19Outre les atmosphères du milieu matériel, l’atmosphère peut être culturelle, sociale, professionnelle, familiale, etc. Autrement dit, interpersonnelle. L’atmosphère d’une situation sociale sera favorable ou décourageante, libératrice ou étouffante, inspirante ou terne. Il est même possible de parler d’atmosphères spécifiques à l’échelle d’entités culturelles, régionales ou nationales. Le genius loci, le génie du lieu, est, de la même façon, une donnée d’expérience éphémère, sans focalisation et non matérielle, étroitement liée à l’atmosphère. On peut en effet parler de l’atmosphère d’un lieu, qui lui confère son identité perceptive et sa charge émotive uniques. Dewey fait de cette propriété unifiante une qualité spécifique : « Une expérience a une unité qui lui donne son nom, ce repas, cette tempête, ce ravissement de l’amitié.
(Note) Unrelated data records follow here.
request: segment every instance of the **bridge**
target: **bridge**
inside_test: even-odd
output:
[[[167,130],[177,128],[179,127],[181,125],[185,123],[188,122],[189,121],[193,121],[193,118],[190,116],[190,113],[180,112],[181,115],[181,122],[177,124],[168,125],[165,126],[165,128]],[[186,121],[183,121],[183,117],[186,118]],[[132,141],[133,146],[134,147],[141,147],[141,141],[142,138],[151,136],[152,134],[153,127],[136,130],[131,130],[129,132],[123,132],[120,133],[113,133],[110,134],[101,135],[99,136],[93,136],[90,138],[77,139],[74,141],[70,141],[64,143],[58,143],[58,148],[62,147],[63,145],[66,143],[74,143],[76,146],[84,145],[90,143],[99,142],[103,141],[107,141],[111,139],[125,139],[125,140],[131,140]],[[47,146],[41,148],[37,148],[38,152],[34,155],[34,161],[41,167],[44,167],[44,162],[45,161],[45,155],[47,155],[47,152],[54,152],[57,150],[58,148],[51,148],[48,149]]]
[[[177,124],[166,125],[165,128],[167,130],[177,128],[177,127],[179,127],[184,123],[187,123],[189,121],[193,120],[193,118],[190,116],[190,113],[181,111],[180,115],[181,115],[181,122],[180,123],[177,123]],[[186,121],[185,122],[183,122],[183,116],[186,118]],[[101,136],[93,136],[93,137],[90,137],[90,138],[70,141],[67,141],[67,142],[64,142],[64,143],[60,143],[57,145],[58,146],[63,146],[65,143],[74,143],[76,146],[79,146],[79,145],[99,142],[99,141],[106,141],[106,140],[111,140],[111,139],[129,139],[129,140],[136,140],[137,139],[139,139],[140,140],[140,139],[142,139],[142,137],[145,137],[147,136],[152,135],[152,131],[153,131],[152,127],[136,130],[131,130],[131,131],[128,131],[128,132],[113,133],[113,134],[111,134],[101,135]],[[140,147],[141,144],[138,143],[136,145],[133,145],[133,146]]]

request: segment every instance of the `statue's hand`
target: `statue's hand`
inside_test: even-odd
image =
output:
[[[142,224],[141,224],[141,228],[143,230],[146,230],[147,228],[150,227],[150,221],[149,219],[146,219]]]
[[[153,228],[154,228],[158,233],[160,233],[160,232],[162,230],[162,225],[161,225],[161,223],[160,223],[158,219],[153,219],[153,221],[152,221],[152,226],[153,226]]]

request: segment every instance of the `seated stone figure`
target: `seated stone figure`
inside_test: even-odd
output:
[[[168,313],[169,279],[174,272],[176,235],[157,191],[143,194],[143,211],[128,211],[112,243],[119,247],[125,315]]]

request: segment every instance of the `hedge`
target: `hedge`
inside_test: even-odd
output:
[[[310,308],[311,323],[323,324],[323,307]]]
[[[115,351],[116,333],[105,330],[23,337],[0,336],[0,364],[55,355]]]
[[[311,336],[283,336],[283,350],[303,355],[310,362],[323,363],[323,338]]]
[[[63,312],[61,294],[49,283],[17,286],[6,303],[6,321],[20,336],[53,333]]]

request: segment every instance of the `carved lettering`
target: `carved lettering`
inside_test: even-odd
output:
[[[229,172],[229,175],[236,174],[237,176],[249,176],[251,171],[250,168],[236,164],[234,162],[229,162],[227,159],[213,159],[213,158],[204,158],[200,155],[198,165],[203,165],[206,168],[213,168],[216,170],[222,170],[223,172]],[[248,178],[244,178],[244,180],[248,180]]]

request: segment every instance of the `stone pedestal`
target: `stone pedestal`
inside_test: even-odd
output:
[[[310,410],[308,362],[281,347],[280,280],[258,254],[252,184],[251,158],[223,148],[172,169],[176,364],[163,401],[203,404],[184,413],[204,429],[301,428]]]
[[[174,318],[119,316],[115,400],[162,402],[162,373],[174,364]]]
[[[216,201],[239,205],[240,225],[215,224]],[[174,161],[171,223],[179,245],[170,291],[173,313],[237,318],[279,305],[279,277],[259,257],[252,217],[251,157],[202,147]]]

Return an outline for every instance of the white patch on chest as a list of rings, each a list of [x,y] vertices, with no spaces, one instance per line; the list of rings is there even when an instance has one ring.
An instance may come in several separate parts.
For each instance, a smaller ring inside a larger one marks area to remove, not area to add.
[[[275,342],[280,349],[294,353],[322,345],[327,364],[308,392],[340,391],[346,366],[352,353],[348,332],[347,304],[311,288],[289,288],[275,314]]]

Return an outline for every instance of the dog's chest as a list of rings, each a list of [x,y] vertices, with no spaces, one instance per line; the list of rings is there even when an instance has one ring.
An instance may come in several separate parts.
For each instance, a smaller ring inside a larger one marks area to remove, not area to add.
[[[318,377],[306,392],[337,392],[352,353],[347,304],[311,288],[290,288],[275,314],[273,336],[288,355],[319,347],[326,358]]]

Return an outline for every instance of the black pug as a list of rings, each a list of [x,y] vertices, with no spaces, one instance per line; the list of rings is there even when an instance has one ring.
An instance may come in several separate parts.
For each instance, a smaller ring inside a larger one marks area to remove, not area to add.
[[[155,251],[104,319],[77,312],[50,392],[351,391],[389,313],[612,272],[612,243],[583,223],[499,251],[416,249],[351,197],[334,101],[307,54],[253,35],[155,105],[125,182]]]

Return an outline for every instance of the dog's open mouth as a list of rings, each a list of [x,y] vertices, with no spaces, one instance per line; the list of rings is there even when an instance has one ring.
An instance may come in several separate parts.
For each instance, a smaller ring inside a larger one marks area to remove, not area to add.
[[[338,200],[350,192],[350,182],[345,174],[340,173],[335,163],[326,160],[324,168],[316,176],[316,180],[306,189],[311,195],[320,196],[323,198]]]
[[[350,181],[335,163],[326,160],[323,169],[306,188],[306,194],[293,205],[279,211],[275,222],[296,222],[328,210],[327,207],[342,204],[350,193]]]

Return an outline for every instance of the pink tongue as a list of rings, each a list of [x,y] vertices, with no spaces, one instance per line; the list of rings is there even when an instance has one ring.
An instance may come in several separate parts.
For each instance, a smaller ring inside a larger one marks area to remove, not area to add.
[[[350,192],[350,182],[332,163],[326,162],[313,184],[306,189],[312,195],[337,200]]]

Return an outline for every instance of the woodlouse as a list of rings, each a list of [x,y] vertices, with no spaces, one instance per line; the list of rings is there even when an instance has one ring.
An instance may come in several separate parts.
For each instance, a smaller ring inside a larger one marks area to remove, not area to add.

L’existence de cette unité est constituée par une unique qualité qui imprègne l’expérience toute entière, même si ses éléments constitutifs peuvent varier. Cette unité n’est ni émotionnelle, ni pratique, ni intellectuelle, car ces termes désignent des distinctions opérées en elle par la réflexion »56. Dans un autre contexte, le philosophe accentue de nouveau le pouvoir de totalisation qu’a cette qualité de l’expérience : « La qualité du tout imprègne, affecte, contrôle chaque détail »57.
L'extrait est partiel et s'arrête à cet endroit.